[trip style = urban + luxury]
Editor's Note: As Morocco Month comes to a close, we leave you with our final North African destination: Essaouira, an ancient and fortified city by the sea. For a look back at the rest of our Morocco series, see Casablanca,Savoring the Sahara, La Gazelle d'Or and hotels in Taroudant and a beauty lesson inargan oil.
The final hurrah in my Morocco itinerary pulled me back to shore from Taroudant by way of a four-hour, backcountry drive over grass-covered hills, past grazing goats, wineries, argan oil collectives and gas station-restaurants---a thing in Morocco (would you like a crêpe with your gas?).
Essaouira is a magic, moody place at the intersection of ancient and modern. Changing hands over centuries due to its strategic position on the Atlantic coast, there's a near-visible mystique that fills the air. At the same time, there's a playful spirit, given it's a beach town and popular weekend destination for the well-heeled from Marrakech.

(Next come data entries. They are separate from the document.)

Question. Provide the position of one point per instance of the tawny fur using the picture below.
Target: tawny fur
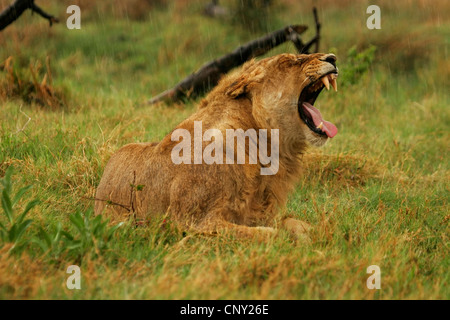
(235, 197)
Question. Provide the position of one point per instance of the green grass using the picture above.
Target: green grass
(377, 194)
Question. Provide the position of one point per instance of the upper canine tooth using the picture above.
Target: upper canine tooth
(334, 84)
(326, 82)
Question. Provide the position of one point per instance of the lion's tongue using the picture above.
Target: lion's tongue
(329, 128)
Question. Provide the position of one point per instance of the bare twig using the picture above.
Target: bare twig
(316, 39)
(208, 75)
(15, 10)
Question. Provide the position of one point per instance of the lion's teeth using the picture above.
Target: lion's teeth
(334, 84)
(326, 82)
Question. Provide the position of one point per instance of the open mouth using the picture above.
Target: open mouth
(309, 114)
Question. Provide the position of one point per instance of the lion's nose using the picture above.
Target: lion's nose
(330, 58)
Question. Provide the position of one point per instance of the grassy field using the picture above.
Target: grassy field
(377, 194)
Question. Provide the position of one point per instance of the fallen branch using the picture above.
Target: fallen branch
(208, 76)
(15, 10)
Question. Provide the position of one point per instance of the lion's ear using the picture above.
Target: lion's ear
(245, 82)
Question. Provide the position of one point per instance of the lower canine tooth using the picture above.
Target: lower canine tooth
(334, 84)
(326, 82)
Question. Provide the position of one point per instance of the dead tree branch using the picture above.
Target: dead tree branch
(15, 10)
(208, 76)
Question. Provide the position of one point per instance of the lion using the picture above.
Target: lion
(276, 93)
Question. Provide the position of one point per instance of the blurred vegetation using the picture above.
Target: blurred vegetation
(377, 194)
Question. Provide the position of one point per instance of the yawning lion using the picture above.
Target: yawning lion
(276, 94)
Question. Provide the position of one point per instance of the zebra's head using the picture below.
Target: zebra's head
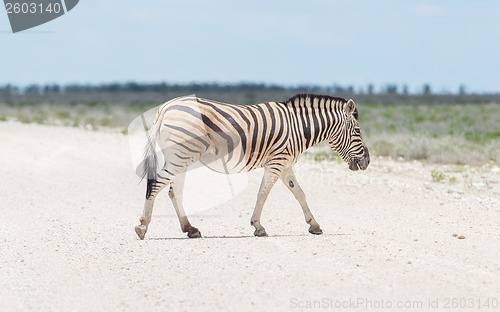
(347, 140)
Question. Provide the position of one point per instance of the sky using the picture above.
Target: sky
(315, 42)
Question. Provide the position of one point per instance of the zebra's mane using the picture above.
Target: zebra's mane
(312, 97)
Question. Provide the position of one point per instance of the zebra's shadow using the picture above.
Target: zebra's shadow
(245, 236)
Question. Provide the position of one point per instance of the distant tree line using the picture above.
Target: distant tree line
(162, 87)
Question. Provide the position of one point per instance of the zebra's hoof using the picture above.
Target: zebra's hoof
(141, 231)
(194, 233)
(260, 233)
(316, 230)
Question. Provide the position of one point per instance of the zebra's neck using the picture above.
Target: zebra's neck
(315, 117)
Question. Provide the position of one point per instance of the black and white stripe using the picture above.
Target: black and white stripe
(231, 138)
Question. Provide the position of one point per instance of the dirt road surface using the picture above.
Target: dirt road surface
(69, 201)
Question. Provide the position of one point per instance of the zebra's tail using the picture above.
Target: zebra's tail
(150, 162)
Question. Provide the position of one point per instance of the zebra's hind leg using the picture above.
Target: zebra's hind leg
(288, 178)
(161, 182)
(175, 194)
(271, 175)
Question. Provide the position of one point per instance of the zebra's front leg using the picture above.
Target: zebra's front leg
(160, 183)
(288, 177)
(271, 175)
(175, 194)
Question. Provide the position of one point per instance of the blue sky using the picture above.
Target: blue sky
(444, 43)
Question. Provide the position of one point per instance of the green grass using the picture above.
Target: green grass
(436, 133)
(457, 133)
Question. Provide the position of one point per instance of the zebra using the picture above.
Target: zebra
(269, 135)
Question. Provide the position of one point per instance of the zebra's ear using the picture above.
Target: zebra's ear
(349, 108)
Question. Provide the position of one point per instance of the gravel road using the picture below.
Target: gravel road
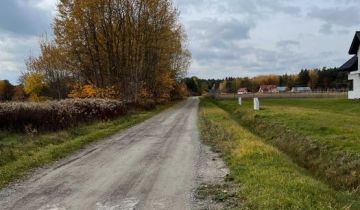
(154, 165)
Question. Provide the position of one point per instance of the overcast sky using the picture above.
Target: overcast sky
(226, 37)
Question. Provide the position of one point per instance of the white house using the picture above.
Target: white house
(352, 66)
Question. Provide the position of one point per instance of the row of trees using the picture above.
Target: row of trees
(9, 92)
(316, 79)
(134, 49)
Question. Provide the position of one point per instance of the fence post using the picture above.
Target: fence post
(256, 104)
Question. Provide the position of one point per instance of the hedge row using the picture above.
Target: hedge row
(57, 115)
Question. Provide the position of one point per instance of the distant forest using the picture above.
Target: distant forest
(317, 79)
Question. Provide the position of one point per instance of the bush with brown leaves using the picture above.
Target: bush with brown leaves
(57, 115)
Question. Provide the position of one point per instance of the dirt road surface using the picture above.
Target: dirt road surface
(154, 165)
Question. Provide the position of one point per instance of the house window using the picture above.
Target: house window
(351, 85)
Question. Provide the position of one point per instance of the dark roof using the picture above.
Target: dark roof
(350, 65)
(355, 44)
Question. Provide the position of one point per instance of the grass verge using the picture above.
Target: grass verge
(268, 179)
(19, 153)
(321, 135)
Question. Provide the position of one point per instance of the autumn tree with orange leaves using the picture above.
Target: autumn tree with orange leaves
(137, 46)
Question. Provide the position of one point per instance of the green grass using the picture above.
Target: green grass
(19, 153)
(268, 178)
(322, 135)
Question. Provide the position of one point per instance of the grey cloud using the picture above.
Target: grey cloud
(340, 16)
(20, 17)
(287, 43)
(219, 33)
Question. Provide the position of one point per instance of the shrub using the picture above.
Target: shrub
(51, 116)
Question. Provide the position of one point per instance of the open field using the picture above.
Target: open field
(154, 165)
(21, 152)
(321, 135)
(267, 178)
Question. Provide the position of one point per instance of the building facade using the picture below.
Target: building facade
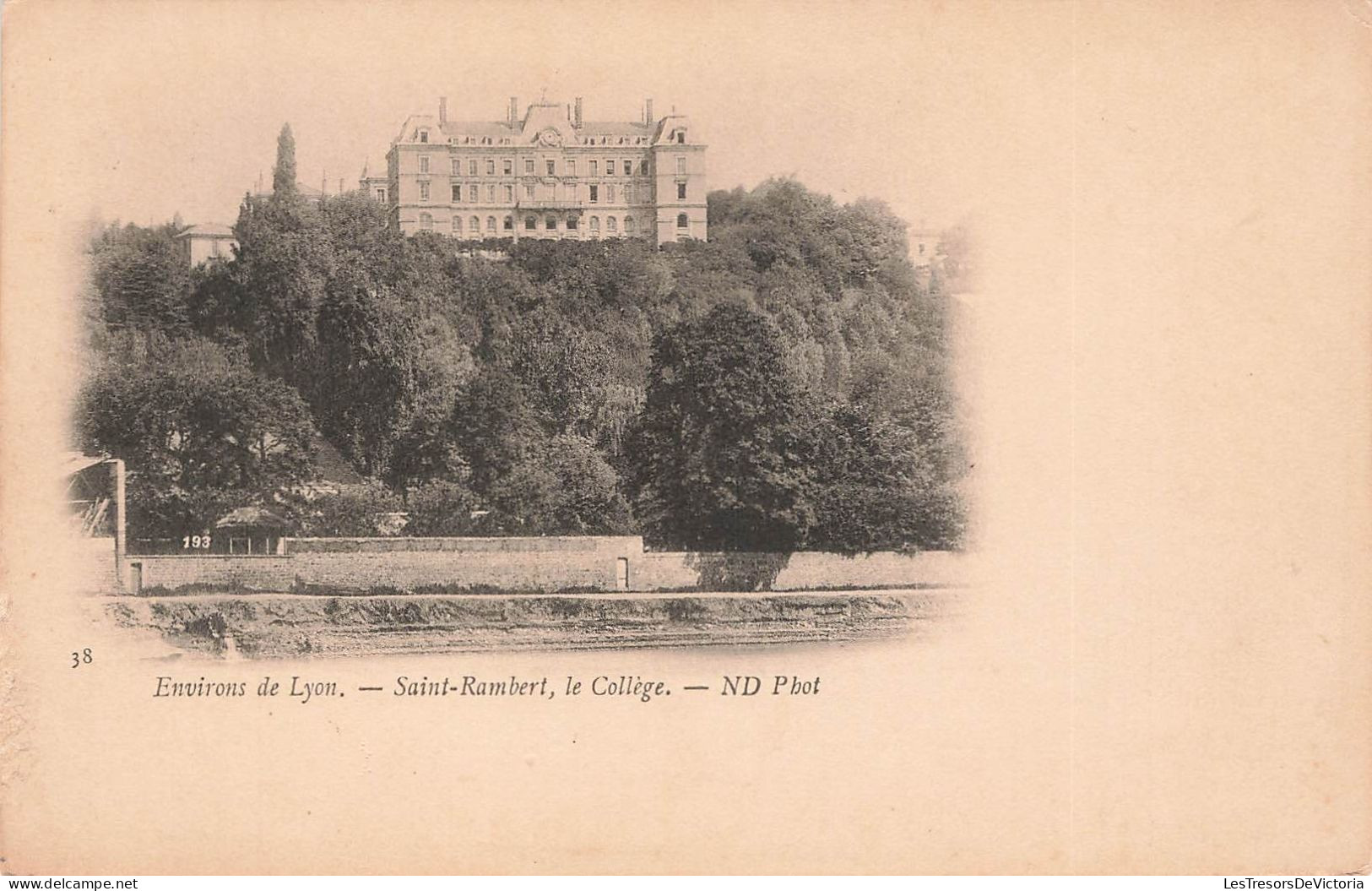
(546, 175)
(204, 241)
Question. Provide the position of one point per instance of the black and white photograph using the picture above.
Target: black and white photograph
(685, 438)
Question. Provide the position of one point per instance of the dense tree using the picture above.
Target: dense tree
(719, 454)
(140, 279)
(283, 175)
(735, 386)
(876, 487)
(198, 432)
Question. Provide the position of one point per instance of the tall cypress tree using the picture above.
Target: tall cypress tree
(283, 175)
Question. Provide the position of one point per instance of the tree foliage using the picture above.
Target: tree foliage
(199, 432)
(784, 384)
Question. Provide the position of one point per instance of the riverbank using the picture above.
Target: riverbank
(300, 625)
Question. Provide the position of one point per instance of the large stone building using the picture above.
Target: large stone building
(545, 175)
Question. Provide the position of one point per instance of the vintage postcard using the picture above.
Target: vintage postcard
(686, 438)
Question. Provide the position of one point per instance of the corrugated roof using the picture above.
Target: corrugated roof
(250, 517)
(206, 230)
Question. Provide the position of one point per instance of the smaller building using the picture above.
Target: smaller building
(250, 530)
(925, 246)
(204, 241)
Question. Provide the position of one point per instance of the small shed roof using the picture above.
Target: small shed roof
(250, 517)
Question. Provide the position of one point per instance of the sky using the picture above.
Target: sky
(176, 107)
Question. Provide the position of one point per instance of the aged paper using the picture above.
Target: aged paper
(1163, 665)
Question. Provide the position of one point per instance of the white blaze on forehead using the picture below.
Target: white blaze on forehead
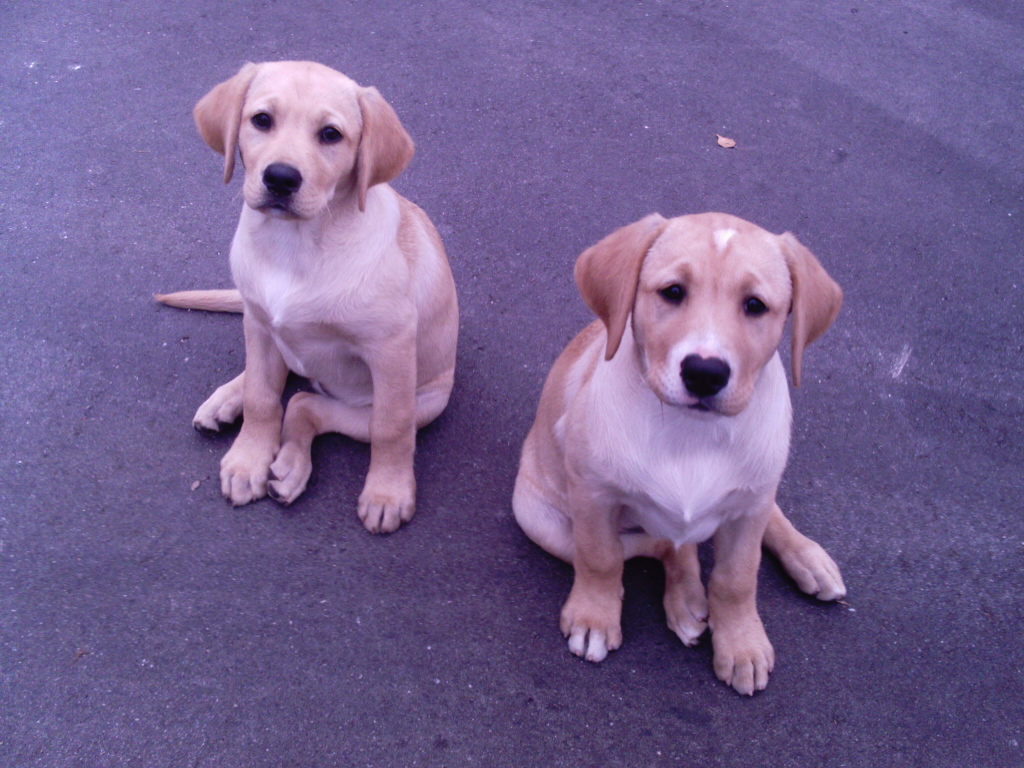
(722, 238)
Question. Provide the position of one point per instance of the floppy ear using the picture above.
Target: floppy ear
(816, 298)
(607, 274)
(385, 147)
(218, 115)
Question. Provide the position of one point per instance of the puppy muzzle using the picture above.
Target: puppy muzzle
(281, 182)
(705, 378)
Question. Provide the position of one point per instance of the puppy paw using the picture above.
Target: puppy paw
(289, 473)
(221, 409)
(592, 625)
(385, 506)
(686, 611)
(244, 472)
(814, 571)
(743, 657)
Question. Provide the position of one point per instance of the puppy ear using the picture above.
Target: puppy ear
(218, 115)
(816, 298)
(607, 274)
(385, 147)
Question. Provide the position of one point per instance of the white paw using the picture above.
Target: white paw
(814, 571)
(289, 473)
(244, 472)
(743, 657)
(220, 409)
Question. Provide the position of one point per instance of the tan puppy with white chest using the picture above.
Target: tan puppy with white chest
(667, 422)
(340, 279)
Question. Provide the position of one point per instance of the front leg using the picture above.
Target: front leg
(388, 498)
(245, 468)
(743, 656)
(805, 560)
(592, 616)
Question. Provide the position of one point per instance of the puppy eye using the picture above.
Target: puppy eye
(331, 135)
(754, 307)
(261, 121)
(674, 294)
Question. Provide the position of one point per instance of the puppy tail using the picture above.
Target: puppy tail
(210, 301)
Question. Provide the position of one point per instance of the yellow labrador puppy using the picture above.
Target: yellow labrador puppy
(667, 423)
(340, 279)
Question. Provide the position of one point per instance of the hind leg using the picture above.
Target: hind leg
(309, 415)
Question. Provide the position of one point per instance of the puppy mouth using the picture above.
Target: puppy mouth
(279, 209)
(705, 406)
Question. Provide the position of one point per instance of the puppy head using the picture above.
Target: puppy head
(306, 134)
(709, 296)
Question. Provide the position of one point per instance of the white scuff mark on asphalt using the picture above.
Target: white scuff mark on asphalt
(901, 360)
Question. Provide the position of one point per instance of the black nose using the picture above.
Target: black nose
(705, 377)
(282, 180)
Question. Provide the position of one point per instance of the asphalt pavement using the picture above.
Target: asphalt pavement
(143, 622)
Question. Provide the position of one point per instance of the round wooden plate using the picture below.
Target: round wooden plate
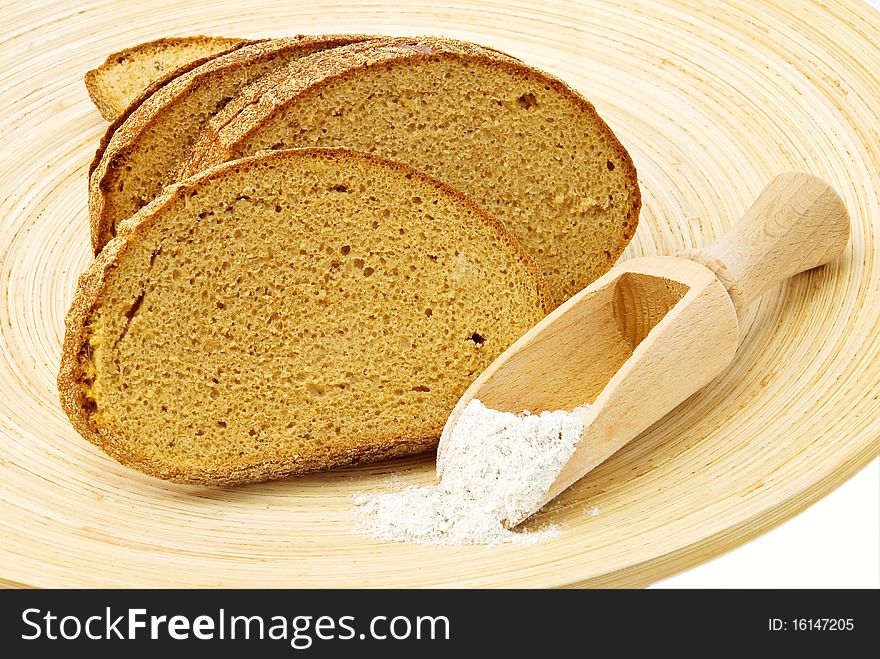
(712, 99)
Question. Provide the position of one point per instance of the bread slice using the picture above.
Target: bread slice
(146, 147)
(519, 142)
(291, 311)
(148, 91)
(124, 75)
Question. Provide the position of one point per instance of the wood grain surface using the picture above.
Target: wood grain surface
(711, 98)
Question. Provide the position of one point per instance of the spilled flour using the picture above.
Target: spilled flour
(496, 466)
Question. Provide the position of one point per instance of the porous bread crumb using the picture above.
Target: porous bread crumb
(290, 312)
(497, 466)
(519, 142)
(144, 151)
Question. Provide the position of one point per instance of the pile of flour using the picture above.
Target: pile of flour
(496, 466)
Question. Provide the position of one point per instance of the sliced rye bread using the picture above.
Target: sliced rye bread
(292, 311)
(125, 74)
(144, 150)
(519, 142)
(148, 91)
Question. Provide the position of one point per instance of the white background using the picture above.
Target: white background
(834, 543)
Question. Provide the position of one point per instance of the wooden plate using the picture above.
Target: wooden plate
(712, 99)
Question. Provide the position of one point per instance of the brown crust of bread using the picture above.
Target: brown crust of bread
(89, 295)
(92, 77)
(120, 118)
(126, 136)
(243, 115)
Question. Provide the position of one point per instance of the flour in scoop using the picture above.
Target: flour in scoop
(496, 466)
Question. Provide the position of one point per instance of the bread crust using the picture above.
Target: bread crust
(92, 77)
(229, 129)
(89, 295)
(126, 137)
(148, 91)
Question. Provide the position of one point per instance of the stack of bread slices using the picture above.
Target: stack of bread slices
(308, 247)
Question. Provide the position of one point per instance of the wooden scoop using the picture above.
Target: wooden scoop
(654, 330)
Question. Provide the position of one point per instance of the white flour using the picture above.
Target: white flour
(497, 466)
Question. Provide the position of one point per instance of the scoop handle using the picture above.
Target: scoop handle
(798, 222)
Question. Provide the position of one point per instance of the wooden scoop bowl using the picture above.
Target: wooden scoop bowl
(654, 330)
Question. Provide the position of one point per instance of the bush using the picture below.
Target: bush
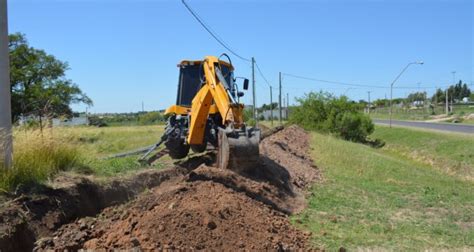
(326, 113)
(37, 157)
(150, 118)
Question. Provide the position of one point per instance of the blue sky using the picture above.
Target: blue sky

Within the French-designed fortifications life teems with the energy of thousands of conversations and transactions. Outside the walls, a major fishing port gives way to a far-reaching beach decorated in dunes, kite-boarders and camels.
Every night after dinner, I'd retreat into the warmth and time-tested luxury of L'Heure Bleue Palais hotel, built into Essaouira’s medina walls. Feeling like I needed to match the old-school Africa allure---think: dark wood, mosaics, deep-red carpets, candlelight turndown---at cocktail hour I donned a draping blue dress and strolled past the palm-coated courtyard to the drink den, one of the most epic places I've ever sipped a spirit.
Accompanied by a tumbler of Jack Daniel’s and knowledge that the likes of Jimi Hendrix and Bob Marley tested a tipple in the riad’s wood-paneled, leather-bound room, I came to the conclusion that Morocco has been luring luminaries since the Berbers walked through the Western Sahara some 5000 years ago.
Trip Styler Tip: When you go to Morocco, you'll hear the terms riad and dar a lot. The most simple way to decipher between these housing/hotel options is: A riad typically has a four-season garden and a fountain, a dar does not.